The margin exchange rules will also encourage buy-side firms to begin voluntarily clearing foreign exchange as bilateral deals will become expensive.
“Some buy-side firms are ready to clear NDFs but have not yet done so,” added Wells. “Within five years, as the bilateral margin rules are phased in, we anticipate that more than 50% of the buy-side and 75% of banks will be clearing FX.”
This month ForexClear cleared its first NDF that was executed on a swap execution facility, in this case, State Street’s SwapEx platform.
Virtu Financial was the underlying client with French bank Société Générale acting as electronic trading firm’s clearing member at ForexClear. Traiana, the pre-trade risk and post-trade processing technology provider, used its Credit Link service for credit checking and clearing certainty for swaps.
Steve French, head of regulation at Traiana said in a statement: “This completes a key milestone in the development of the Traiana CreditLink service and we are now working with clearing members and trading venues to prepare the service for FX options and the post-trading issues as specified in the MiFID II draft technical standards.”
Non-deliverable forwards, unlike the remaining 97% of the foreign exchange market, are not physically settled through an exchange of principal. Instead one counterparty pays the profit to the other, based on the difference between the exchange rate at the time of the trade and at maturity. ForexClear will enter the much larger physically settled market when it starts clearing FX options.
Wells said ForexClear plans to launch a compression service for FX later this year and clearing FX options in 2016, subject to regulatory approval.
Edward Hughes, chief operating officer of ForexClear, said in the briefing: “Many banks are looking to increase their NDF clearing activity and we have seen good interest in FX options clearing.”
Wells estimated that daily NDF volumes are $100bn and between $65bn and $70bn of that total is eligible for clearing. In FX options, between $200bn and $220bn will be eligible for clearing each day. Together with hedges for the options trades, the size of the FX options market available for clearing could be three to four times its current size in NDFs.
“It is not unreasonable to think that even in the absence of a mandate between 70% and 80% of NDFs could be cleared over time,” added Hughes. “In FX options that figure could be between 60% and 70%.”
The physical settlement of the cleared FX options will operated by CLS, the bank-owned utility which was set up to eliminate settlement risk in the FX market. CLS has been designated a systemically important financial utility by the US authorities.
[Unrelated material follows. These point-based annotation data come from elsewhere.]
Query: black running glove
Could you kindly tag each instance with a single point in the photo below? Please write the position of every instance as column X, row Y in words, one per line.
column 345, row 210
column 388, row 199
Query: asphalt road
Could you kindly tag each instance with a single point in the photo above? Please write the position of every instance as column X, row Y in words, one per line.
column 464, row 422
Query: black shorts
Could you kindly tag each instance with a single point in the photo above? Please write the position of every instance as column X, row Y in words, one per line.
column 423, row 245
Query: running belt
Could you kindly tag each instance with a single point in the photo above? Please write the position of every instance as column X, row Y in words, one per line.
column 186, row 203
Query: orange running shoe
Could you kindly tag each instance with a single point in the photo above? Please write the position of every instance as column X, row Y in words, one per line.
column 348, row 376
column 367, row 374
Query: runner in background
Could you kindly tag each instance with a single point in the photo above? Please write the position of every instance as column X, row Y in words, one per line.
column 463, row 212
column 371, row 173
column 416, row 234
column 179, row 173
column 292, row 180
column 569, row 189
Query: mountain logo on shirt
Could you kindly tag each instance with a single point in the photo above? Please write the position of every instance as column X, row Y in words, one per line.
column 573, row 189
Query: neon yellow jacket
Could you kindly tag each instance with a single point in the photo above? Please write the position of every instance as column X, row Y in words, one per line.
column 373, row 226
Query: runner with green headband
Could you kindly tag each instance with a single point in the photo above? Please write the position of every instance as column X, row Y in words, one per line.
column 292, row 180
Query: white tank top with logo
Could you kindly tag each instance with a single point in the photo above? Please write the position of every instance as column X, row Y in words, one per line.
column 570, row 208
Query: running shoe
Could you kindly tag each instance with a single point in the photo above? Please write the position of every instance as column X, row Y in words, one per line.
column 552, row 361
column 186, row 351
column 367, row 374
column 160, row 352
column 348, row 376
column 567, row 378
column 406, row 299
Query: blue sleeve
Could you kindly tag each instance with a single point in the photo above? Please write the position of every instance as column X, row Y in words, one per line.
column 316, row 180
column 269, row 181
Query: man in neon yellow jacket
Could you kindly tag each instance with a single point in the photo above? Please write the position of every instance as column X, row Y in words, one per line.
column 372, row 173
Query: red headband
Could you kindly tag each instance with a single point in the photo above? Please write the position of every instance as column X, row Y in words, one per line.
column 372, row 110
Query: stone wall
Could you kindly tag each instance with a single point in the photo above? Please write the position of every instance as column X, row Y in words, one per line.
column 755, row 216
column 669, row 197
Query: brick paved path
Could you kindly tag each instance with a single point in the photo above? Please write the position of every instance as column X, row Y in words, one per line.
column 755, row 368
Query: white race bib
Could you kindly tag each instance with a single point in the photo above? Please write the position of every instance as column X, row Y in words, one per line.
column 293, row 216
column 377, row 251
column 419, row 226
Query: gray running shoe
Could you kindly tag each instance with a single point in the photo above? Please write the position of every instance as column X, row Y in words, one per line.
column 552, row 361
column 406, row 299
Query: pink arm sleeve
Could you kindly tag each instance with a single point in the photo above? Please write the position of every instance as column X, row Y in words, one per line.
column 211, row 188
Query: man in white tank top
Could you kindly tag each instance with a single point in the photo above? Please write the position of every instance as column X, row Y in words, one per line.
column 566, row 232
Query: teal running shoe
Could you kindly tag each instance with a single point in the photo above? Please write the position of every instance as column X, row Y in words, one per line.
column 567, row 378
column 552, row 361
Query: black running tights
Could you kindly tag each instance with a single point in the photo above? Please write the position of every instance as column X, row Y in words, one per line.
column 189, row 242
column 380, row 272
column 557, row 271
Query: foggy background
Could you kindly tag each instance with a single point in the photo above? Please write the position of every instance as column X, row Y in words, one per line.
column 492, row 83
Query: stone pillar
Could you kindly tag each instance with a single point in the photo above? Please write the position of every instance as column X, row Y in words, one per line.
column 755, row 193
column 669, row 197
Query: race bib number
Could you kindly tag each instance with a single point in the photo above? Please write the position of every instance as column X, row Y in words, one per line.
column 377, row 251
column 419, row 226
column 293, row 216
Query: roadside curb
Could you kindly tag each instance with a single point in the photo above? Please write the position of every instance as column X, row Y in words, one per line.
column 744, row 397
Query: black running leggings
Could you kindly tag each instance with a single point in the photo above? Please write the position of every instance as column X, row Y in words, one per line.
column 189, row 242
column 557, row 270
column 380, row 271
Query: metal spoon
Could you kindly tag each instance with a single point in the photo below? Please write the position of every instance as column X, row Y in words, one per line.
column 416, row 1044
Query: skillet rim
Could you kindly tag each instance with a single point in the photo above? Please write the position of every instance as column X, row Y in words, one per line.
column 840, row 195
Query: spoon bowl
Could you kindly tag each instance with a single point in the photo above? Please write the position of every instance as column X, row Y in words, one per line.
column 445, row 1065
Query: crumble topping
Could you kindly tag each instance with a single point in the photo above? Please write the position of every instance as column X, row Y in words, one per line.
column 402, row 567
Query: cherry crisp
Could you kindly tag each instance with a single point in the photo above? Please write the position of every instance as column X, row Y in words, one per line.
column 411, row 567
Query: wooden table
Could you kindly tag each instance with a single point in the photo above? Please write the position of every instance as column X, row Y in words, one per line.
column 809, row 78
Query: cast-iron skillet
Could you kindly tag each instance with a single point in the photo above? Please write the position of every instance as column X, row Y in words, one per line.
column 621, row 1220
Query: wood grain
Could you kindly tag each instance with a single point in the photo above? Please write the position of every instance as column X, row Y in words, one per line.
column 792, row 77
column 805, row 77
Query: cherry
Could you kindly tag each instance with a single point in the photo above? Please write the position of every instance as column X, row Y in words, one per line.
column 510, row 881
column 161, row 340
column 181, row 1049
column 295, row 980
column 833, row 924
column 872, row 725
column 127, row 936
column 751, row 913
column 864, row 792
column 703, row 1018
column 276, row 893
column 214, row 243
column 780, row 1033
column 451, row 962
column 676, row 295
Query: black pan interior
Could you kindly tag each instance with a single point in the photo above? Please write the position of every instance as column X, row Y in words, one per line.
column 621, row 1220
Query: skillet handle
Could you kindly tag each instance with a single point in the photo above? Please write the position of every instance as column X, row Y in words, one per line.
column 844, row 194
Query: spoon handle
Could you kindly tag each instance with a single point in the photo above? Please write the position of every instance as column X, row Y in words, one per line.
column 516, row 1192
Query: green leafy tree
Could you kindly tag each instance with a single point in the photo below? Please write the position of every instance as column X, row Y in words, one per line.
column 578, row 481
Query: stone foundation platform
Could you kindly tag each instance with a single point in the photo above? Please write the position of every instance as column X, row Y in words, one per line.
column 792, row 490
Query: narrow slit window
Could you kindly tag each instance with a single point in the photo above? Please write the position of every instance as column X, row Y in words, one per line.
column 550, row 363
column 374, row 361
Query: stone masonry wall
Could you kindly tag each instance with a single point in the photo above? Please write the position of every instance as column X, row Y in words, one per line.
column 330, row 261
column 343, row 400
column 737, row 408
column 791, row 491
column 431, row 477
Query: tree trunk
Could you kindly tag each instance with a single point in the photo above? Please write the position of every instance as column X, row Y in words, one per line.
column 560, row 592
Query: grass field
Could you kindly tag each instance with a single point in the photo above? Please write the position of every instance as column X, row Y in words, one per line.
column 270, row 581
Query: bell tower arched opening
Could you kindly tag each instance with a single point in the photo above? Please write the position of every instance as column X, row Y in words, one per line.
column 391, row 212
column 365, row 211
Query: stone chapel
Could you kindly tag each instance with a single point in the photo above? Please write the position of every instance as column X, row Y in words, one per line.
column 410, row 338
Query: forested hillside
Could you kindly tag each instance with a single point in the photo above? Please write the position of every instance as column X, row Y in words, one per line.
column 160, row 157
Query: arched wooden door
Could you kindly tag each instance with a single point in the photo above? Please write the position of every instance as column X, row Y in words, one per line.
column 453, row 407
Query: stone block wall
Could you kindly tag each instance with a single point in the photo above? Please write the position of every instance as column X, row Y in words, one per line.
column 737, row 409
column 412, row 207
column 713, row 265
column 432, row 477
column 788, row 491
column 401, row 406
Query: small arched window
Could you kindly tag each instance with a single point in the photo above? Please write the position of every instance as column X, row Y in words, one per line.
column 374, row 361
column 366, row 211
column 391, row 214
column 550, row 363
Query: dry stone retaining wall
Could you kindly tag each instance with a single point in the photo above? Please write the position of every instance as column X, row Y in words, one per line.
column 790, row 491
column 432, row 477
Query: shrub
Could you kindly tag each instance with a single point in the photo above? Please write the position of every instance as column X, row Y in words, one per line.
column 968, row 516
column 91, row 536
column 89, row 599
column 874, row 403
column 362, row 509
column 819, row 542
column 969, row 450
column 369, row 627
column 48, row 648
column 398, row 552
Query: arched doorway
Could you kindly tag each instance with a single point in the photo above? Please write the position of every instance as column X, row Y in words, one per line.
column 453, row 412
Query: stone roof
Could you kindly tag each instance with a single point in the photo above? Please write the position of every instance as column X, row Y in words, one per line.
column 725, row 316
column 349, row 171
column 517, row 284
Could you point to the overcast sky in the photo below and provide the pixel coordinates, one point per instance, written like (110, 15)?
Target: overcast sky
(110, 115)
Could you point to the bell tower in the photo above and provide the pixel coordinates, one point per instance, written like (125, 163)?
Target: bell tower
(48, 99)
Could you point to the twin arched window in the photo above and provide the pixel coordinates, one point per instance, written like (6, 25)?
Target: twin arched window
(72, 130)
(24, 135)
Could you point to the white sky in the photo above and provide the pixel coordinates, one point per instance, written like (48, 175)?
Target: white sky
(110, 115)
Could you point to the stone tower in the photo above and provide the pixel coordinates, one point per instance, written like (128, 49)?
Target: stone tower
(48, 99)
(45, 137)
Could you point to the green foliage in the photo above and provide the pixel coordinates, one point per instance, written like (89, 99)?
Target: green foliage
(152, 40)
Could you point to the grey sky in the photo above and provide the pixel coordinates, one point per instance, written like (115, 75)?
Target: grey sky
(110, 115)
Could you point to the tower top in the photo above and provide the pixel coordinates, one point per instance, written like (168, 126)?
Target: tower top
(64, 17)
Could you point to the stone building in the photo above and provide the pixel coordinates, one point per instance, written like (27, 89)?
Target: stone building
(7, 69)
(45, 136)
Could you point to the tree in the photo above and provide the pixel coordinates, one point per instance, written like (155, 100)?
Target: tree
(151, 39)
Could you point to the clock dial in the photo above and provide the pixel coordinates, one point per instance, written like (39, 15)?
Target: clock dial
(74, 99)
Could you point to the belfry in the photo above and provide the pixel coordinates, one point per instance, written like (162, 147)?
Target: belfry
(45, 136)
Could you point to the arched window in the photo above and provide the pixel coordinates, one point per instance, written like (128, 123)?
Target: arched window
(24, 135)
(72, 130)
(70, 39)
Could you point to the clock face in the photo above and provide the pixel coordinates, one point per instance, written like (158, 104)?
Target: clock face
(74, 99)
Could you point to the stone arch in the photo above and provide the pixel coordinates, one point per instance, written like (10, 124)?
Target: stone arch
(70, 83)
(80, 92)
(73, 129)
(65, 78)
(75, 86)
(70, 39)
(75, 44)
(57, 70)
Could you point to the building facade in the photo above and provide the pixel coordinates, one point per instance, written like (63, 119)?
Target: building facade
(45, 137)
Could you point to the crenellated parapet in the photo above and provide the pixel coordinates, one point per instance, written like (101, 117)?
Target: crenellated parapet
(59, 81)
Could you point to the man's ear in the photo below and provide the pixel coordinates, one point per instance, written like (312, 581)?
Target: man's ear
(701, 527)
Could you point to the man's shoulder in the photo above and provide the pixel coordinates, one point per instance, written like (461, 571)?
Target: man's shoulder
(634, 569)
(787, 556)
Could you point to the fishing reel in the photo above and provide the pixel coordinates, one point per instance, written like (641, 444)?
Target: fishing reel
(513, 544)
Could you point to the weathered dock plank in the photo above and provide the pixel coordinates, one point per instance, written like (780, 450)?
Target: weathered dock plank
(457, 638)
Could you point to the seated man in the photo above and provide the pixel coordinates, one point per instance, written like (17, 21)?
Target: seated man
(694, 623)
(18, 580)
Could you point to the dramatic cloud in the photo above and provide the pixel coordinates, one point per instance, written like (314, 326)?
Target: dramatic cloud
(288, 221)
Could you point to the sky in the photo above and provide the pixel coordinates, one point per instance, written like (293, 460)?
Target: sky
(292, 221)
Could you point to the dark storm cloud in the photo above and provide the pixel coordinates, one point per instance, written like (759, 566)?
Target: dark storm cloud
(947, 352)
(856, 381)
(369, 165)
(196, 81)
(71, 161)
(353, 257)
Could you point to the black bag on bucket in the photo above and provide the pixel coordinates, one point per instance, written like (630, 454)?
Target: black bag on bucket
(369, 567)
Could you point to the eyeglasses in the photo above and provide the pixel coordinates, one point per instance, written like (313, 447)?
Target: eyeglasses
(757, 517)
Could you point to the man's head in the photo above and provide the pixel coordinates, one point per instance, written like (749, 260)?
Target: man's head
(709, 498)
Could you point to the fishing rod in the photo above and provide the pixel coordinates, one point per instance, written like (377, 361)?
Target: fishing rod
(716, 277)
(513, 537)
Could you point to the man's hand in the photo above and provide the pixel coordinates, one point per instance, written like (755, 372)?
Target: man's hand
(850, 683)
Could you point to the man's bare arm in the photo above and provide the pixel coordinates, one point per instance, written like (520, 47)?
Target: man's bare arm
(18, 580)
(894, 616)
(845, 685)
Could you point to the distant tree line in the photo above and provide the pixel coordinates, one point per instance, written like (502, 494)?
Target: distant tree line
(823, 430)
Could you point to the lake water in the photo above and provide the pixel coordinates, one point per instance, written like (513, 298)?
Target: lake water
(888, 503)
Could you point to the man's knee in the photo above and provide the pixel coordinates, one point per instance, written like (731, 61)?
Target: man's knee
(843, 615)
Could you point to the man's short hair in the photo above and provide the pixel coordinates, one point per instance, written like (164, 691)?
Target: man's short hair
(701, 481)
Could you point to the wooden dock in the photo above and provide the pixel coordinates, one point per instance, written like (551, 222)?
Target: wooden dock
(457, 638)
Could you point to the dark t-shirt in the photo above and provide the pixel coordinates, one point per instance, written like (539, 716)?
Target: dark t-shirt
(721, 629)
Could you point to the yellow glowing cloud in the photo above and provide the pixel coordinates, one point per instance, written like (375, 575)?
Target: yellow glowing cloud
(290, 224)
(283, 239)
It is possible that the technology developed by ForexClear for clearing FX options could be used for other asset classes. ForexClear said the settlement service being developed with CLS is designed to be leveraged by other products involving FX physical settlement.
Clarus Financial Technology posted a blog today analysing the volume of FX options trades reported to US swap data repositories and volumes published by US SEFs. Clarus said volumes of FX options on SEFs this year are 30% higher than last year; US persons are transacting 27% of FX options on SEFs while the remaining 63% remains over-the-counter and the most active pair is EUR/USD with up to 11,500 trades or $600bn notional a month.
It is estimated that just over half of the FX market, which turns over more than $5 trillion per day, is traded electronically and that proportion is expected to increase. Last month Markit made two acquisitions in the foreign exchange space as the financial information services provider expects the use of electronic trading and central clearing to increase in the asset class.
Jeffrey Maron, managing director at Markit, told Markets Media last month: “There will be more electronic trading, although not necessarily on exchanges, and over time more volume will move into central clearing.”